Per questo le autorità tunisine non possono decidere di chiudere le frontiere orientali con la Libia. Le relazioni tra Stati confinanti sono come quelle che vigono tra vicini di casa: la convivenza e la cooperazione sono d’uopo, ma potrebbero insorgere motivi di preoccupazione. La speranza è che questa sia una decisione a breve termine e che non lasci cicatrici indelebili sulle relazioni tra i vicini. L’esperienza insegna che gli accordi di Schengen non sono stati capaci di prevenire l’entrata di pericoli nei Paesi europei, anzi hanno incrementato l’afflusso di rifugiati in cerca di luoghi al sicuro da guerre e genocidi.

Ricordare il caso di Marocco ed Algeria a questo proposito è importante, anche se il movente della decisione tunisina è puramente precauzionale. C’è infatti un precedente nella relazione tra i due Paesi che ha avuto origine in maniera quasi analoga e si è poi evoluto in una rottura definitiva e nell’esacerbarsi dei rapporti. Dopo essere stato vittima di attacchi terroristici in cui erano implicati algerini e marocchini di nazionalità francese, il regime marocchino ha imposto il visto agli algerini, mentre le autorità algerine hanno reagito approvando la chiusura dei propri confini con il Marocco. Il decreto, però, rimane in vigore nonostante siano trascorsi vent’anni dagli attentati nel resort di Marrakech. Il pericolo è che la storia possa ripetersi e, se la chiusura dei confini è solo l’inizio, quale sarà la fine?

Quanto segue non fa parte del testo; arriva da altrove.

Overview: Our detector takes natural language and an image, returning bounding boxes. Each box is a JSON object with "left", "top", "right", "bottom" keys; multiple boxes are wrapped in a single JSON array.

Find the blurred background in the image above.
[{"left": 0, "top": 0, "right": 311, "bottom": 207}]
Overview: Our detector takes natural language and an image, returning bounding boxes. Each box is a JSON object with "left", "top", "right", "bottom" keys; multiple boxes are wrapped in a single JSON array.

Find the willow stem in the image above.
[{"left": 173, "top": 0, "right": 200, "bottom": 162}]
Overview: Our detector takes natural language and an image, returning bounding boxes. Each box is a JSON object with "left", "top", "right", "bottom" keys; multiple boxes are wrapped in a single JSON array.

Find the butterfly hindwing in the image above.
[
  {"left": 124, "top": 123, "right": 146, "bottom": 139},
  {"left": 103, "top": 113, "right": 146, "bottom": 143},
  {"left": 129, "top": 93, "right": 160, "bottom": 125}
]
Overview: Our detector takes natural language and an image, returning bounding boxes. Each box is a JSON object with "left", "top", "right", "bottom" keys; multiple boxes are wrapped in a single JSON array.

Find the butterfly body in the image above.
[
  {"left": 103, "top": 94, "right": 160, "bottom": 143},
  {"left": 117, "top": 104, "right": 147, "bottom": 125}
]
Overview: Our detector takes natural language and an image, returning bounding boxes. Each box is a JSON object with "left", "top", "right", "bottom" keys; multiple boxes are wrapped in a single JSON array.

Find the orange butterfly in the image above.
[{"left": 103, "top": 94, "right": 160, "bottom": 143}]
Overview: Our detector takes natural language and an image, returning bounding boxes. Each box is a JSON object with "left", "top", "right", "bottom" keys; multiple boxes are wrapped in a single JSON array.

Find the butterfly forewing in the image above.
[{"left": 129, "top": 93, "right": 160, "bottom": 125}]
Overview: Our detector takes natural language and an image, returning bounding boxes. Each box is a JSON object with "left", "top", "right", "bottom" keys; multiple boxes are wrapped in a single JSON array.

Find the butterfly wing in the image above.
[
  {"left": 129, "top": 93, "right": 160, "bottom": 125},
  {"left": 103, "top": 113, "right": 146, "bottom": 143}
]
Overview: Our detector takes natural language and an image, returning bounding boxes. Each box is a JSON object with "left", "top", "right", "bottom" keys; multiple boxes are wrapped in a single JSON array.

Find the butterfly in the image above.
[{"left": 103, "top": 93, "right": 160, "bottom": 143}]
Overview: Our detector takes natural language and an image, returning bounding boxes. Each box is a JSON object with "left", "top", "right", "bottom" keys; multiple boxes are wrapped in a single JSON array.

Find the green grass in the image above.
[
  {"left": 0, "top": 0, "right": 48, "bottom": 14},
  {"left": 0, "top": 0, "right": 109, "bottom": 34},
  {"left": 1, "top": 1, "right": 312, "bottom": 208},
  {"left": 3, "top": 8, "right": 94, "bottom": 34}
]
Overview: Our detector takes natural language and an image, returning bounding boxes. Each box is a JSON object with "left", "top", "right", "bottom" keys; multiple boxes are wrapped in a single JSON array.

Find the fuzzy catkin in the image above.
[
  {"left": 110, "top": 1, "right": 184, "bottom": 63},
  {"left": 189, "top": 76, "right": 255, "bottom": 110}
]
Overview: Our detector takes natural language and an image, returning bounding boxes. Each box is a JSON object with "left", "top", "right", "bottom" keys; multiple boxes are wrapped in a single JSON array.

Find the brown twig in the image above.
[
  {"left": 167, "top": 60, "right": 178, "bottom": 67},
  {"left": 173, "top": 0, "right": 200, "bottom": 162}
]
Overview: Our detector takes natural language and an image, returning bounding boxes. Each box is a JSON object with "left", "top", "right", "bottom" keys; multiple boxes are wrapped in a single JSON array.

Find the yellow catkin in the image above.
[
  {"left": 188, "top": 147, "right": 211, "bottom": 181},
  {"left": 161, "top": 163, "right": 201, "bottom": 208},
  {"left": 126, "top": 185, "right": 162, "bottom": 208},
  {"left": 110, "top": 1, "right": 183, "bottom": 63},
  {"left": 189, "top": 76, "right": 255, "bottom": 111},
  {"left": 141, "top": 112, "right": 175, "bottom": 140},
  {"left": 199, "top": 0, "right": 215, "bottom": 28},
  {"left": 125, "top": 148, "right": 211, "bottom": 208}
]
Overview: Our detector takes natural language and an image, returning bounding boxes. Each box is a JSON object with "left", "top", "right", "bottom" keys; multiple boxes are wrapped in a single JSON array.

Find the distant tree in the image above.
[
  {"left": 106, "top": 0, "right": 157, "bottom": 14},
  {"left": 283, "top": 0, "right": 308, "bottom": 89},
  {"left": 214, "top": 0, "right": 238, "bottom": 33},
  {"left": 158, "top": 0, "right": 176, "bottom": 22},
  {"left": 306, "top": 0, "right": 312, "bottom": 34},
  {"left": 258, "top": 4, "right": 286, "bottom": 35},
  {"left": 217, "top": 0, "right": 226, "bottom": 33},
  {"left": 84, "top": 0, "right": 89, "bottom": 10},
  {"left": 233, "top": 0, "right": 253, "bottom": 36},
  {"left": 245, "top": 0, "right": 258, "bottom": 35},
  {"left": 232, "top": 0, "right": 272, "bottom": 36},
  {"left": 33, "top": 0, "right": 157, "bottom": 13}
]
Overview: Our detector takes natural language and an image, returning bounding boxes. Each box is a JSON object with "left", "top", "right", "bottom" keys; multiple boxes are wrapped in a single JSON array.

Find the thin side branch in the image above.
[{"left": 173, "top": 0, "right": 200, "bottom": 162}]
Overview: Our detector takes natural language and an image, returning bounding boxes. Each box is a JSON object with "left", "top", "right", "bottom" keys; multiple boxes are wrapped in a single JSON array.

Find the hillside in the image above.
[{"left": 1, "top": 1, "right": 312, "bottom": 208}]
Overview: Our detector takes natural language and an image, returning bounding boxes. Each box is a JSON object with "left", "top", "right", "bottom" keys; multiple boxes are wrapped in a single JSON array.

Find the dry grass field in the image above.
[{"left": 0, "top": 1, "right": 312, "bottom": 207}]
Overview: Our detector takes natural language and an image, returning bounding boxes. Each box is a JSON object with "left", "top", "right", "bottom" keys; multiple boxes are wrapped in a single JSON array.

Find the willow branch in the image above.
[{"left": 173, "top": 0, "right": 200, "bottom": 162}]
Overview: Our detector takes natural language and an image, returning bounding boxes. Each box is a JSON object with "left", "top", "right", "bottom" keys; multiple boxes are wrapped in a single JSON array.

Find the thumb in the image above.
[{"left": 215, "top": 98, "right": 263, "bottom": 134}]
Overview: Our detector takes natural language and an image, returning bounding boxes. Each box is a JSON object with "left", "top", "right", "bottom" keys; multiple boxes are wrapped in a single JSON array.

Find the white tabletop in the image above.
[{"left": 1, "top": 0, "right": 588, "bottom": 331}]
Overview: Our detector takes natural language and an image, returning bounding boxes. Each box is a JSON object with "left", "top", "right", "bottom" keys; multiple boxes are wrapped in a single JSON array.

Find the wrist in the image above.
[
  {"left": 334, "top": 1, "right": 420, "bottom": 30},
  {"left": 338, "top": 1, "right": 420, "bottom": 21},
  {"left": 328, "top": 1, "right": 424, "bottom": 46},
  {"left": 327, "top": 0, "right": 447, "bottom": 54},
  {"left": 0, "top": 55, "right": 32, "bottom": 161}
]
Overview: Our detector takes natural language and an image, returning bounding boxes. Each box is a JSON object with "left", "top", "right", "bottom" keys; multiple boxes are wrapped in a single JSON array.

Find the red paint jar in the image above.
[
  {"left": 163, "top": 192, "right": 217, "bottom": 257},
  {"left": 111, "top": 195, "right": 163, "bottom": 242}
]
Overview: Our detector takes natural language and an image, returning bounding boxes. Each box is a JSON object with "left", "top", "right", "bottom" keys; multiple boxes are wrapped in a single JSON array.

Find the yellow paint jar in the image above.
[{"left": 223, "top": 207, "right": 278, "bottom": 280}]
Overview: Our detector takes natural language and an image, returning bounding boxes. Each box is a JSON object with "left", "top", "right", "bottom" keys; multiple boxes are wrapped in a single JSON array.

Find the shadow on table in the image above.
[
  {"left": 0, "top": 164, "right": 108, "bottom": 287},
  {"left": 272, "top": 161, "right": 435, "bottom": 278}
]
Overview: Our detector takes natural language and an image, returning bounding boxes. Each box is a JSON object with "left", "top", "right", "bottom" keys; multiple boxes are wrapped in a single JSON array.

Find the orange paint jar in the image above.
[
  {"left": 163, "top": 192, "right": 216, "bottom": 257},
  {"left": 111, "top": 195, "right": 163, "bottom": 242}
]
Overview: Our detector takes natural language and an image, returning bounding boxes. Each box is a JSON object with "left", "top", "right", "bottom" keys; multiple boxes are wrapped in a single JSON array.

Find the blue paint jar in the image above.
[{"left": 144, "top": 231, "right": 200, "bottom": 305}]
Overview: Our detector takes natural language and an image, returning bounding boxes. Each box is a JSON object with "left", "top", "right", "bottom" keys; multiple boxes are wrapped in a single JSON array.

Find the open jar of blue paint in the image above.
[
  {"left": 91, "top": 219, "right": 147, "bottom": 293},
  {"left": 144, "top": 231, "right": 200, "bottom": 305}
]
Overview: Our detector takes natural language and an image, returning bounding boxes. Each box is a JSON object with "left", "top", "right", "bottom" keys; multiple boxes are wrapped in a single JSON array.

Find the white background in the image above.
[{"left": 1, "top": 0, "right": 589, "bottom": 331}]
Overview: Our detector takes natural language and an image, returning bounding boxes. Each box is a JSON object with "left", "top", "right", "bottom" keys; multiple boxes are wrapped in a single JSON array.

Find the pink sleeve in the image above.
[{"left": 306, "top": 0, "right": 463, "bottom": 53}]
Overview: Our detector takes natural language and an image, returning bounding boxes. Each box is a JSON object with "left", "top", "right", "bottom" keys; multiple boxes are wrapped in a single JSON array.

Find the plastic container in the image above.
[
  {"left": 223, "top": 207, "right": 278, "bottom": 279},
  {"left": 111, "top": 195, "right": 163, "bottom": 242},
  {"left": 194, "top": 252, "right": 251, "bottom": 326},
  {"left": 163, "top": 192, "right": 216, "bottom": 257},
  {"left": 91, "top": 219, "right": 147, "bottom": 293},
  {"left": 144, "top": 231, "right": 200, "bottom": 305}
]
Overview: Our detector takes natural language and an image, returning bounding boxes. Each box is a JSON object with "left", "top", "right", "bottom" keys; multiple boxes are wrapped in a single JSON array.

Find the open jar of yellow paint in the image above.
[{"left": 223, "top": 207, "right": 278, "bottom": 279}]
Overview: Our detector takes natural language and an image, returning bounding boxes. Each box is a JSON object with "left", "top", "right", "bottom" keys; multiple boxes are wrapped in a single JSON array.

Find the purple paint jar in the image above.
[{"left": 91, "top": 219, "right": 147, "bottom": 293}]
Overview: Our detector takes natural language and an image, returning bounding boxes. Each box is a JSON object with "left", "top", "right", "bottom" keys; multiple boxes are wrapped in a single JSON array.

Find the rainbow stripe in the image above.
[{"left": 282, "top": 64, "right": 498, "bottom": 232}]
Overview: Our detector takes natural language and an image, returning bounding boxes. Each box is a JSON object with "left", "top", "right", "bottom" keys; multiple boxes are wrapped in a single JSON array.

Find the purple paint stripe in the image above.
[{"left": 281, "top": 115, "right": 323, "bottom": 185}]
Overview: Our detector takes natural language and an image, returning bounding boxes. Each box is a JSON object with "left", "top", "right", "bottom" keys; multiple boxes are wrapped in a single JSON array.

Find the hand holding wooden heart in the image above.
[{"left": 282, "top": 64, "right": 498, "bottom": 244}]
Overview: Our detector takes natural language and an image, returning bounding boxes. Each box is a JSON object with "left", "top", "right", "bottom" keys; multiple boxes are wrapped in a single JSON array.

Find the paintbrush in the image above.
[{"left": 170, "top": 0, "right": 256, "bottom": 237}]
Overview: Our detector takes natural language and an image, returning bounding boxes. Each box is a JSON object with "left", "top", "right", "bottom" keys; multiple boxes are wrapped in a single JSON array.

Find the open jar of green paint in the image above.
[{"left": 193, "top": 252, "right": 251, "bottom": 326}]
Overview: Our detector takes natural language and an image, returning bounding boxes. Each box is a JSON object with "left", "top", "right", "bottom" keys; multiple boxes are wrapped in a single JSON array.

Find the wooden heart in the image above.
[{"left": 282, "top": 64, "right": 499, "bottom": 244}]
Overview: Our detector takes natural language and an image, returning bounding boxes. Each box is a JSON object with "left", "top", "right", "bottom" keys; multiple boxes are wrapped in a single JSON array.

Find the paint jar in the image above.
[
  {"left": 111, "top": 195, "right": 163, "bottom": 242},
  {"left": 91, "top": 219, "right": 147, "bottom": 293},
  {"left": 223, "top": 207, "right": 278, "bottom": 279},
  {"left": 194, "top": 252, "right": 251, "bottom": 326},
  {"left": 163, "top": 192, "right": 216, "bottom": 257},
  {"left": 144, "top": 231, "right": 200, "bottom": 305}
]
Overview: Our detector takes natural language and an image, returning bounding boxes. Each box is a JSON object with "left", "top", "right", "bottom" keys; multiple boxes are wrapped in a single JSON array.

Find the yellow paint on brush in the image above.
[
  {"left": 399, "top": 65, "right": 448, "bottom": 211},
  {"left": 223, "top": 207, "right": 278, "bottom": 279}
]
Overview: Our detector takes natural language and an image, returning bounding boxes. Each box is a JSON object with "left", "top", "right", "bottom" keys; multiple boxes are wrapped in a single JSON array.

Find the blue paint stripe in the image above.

Il cancro del terrorismo si diffonde inesorabile da aree di tensione, vuoti di potere e intensificarsi di lotte sanguinose, come in Libia. È da anni che si esprimono forti preoccupazioni sul fatto che l’assenza di stabilità possa trasformarsi in un fiume in piena che spazza via tutto ciò che incontra, come ha fatto moltiplicando le difficoltà in Iraq e sconfinando nell’asfissiante crisi siriana. Intanto, nell’ala occidentale del mondo arabo, sono crollate le istituzioni statali in Libia e non basta reagire sigillando le frontiere. Sarebbe più efficace, invece, aprirsi ad iniziative politiche e contribuire a dare linfa vitale alla stabilità. Si dice che la necessità non conosca leggi, e forse tra le necessità più urgenti c’è quella di studiare una soluzione per la crisi libica, dato che è diventata il centro di polarizzazione del terrorismo più cieco, quello che colpisce in ogni direzione.

Mohamed al-Ashab è un giornalista e analista politico marocchino.